Reducing the risk of grass sickness

  • Equine grass sickness (EGS) is a disease of the nerves that co-ordinate intestinal movement and peristalsis. Common signs of the condition include distension of small intestine and impaction of large intestine with food material; an increased heart rate and intermittent “patchy” sweating, often on the neck and flanks; and profuse salivation. The condition is often fatal and currently there is no cure.

    Research has shown that when a horse on particular premises is diagnosed with the disease, there is an increased risk of other horses nearby also suffering the disease for a period of approximately one month.

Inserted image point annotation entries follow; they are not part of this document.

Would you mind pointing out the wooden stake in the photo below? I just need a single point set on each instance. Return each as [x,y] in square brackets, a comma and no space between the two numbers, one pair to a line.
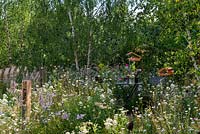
[26,99]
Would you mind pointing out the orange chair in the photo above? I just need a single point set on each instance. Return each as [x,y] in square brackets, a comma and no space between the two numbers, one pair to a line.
[167,71]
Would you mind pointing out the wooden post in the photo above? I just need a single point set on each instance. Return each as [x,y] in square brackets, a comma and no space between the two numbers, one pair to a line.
[26,99]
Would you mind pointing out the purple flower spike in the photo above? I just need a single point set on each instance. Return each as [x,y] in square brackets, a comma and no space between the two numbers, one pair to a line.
[65,116]
[80,116]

The radius of increased risk is at least 10km but there is likely to be a gradient of risk; risk is highest on the affected premises and decreases with distance from those premises.

    The scientific evidence suggests the following actions will minimise the risk of further horses being affected:

    • Avoid abrupt changes in management and diet. It is tempting to move horses to a different pasture or to stable them after a positive diagnosis of EGS. There is no evidence that this is protective and plenty of evidence to suggest that dietary change increases the risk of EGS.
    • Slowly, over the course of two to three weeks, introduce some supplementary forage (hay or haylage). Don’t do this suddenly for the reason given above.
    • Be reassured that older horses and those who survive more than a month following the diagnosis of a case of EGS are likely to be very resistant to the disease.

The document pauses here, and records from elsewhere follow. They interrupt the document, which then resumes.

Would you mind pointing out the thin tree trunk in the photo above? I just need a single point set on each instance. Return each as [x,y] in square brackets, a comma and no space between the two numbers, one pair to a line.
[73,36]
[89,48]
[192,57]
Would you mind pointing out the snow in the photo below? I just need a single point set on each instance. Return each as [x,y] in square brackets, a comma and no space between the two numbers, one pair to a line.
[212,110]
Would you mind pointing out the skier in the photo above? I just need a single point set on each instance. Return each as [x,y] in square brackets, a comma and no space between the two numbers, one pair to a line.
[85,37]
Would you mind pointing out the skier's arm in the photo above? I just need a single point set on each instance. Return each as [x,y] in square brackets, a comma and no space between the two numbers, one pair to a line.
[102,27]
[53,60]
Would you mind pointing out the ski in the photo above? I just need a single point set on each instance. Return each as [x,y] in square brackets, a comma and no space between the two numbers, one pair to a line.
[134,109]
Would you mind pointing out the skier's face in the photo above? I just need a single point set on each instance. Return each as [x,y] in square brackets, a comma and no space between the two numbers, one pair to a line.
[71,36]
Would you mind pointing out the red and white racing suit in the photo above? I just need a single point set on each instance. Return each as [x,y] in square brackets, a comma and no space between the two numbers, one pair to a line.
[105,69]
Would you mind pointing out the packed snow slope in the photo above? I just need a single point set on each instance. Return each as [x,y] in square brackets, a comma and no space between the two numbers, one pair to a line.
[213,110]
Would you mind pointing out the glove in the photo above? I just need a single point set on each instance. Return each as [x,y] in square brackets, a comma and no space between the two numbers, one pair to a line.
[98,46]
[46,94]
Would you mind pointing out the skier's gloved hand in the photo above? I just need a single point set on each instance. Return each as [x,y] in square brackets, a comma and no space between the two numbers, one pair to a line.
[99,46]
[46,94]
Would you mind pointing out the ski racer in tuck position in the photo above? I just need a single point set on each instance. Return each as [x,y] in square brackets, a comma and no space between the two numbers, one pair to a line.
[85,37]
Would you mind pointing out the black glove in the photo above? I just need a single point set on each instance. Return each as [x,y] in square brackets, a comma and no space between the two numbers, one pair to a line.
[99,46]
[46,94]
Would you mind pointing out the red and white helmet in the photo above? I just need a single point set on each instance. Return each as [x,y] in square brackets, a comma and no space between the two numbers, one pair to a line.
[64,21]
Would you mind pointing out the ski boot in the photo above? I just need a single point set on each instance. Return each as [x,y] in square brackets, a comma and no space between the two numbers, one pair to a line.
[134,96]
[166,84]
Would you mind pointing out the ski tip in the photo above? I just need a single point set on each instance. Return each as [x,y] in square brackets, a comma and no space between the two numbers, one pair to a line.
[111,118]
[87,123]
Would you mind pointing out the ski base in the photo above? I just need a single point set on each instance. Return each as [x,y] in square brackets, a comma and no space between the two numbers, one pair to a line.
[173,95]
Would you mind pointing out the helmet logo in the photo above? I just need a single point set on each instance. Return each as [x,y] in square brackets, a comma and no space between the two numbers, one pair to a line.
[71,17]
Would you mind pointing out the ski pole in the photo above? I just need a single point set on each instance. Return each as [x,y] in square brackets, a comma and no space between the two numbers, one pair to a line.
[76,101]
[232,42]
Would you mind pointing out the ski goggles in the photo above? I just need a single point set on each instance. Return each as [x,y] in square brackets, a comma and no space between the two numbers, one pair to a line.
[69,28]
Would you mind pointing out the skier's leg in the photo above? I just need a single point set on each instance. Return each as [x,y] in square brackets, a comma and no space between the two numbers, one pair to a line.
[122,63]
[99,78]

    If your horse is stabled on “high risk” premises — those that have recently given rise to a case of EGS, the following advice will help minimise the chance of your horse getting EGS.

    • Avoid grazing young horses (less than seven years old) on high-risk premises if possible. Young horses are most at risk from EGS. Older horses are relatively resistant to the disease.
    • Avoid changes in management during the high-risk spring period (April-June). This includes moving horses to different pastures, buying new horses from other areas and changes in diet. Change in diet is one of the biggest risk factors for EGS.
    • Supplement the diet of horses “at risk” with extra hay or haylage throughout the spring.
    • Avoid digging up or otherwise disturbing the soil. Don’t dig holes for fence posts, trenches for drains or foundations for buildings in the pastures of grazing horses. Mechanical removal of droppings is also best avoided.
    • Avoid the intensive use of worming drugs in the months leading up to the high-risk spring period. Worm control is obviously important, but the over-use of worming drugs may increase the risk of EGS. Talk to your vet about getting the balance right.
    • Don’t worry about ploughing and re-seeding pasture or about the use of nitrogen fertilizer. Neither of these has been demonstrated to change the risk of EGS.